Em meio a confusões e delírios da minha parte, abro os olhos lentamente. Contemplando uma mulher ruiva à minha frente. Os seus olhos transmitem inquietação, como se estivesse realmente preocupada. Mas ao me ver acordar seu rosto se ilumina como se estivesse aliviada. Um sorriso casto aparece em seus lábios rosados, em meio as sardas seus olhos sorriem feliz. Sendo a minha única visão, no corredor praticamente deserto do shopping, com lojas que provavelmente ainda seriam ocupadas.
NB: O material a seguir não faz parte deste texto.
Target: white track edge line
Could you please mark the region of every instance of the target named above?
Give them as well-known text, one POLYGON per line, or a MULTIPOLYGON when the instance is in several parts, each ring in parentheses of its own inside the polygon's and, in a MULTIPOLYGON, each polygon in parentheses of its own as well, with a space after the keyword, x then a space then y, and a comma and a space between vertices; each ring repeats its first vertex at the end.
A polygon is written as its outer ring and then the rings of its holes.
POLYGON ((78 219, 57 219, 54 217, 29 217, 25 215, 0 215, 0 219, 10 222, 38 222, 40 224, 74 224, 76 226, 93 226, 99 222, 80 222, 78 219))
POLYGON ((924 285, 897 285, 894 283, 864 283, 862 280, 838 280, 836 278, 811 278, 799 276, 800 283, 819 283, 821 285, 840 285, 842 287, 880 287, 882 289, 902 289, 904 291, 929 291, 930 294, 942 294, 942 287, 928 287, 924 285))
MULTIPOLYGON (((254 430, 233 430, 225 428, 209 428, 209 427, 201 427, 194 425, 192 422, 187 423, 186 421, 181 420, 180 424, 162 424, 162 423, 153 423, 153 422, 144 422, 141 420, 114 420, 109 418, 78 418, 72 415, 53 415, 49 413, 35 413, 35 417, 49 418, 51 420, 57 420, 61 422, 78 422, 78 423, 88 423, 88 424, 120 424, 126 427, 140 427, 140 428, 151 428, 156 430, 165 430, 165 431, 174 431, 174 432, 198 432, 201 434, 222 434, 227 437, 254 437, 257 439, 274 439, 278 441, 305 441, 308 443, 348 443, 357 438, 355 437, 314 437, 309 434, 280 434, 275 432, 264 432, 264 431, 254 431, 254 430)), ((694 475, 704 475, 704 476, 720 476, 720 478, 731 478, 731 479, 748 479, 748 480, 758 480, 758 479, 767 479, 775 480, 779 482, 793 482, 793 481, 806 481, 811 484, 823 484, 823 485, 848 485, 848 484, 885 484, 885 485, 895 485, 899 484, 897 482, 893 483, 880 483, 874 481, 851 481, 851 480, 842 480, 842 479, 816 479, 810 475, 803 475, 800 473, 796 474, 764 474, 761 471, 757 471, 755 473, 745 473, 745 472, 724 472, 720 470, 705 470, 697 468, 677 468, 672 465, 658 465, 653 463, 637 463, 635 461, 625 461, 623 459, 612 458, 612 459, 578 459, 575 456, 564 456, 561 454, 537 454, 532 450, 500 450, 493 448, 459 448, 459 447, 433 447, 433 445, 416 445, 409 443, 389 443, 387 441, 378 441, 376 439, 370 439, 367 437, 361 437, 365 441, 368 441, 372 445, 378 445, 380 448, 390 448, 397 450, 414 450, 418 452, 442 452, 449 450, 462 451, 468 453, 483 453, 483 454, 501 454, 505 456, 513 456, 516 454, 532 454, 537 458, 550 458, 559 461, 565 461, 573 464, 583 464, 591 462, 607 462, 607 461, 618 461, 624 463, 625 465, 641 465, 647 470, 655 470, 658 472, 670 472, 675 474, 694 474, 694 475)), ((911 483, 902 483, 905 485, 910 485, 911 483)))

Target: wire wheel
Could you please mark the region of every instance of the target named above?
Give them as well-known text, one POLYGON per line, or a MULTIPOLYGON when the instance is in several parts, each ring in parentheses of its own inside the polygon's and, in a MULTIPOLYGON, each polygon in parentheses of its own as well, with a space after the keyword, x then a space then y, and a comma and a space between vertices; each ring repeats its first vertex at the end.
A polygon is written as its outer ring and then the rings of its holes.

— Graças ao céu você está bem, estava realmente preocupada. — Disse me oferecendo a mão para me ajudar a levantar.

Aceito o seu gesto e me levanto calmamente, ainda com uma forte dor de cabeça. Coloco a mão em minha testa e olho ao redor, reparando que não tinha ninguém, além da ruiva alta à minha frente. Porém, repentinamente, ainda com a visão turva, vejo uma loira com um emaranhado de cachos volumosos, correr em minha direção.

— Graças a Deus você voltou... quer dizer, você acordou. Vi a sua queda nada elegante, e devo admitir que fiquei bastante preocupada. Venha comigo, tenho gelo no antiquário, vai te ajudar com o provável galo que deve ter ficado em sua cabeça. — Disse cada palavra rapidamente, não me permitindo pensar direito e saiu me puxando.

— Melhoras moça. — A ruiva que tinha esquecido gritou acenando.

— Você também venha me ajudar. — Disse a loira em um tom bem alto, correndo para puxar a ruiva também consigo.

Mais tarde, quando chegamos ao antiquário místico ou biblioteca, tanto faz. A mesma que visitei quando estava com Alice. Tanto que só agora recordo-me que a loira é a mesma moça que me entregou o livro minutos antes. Ela me entrega um copo com água e um comprimido, certamente para a dor de cabeça que devo estar demonstrando no semblante.

— Obrigada, Nora — digo assim que recebo o comprimido.

No primeiro momento parece que o rosto da mulher empalidece, mas depois de algum tempo ela se acalma e volta a falar:

— Então, você lembra de tudo? — Pergunta focando a sua atenção em mim, esquecendo a ruiva totalmente atenta às nossas reações.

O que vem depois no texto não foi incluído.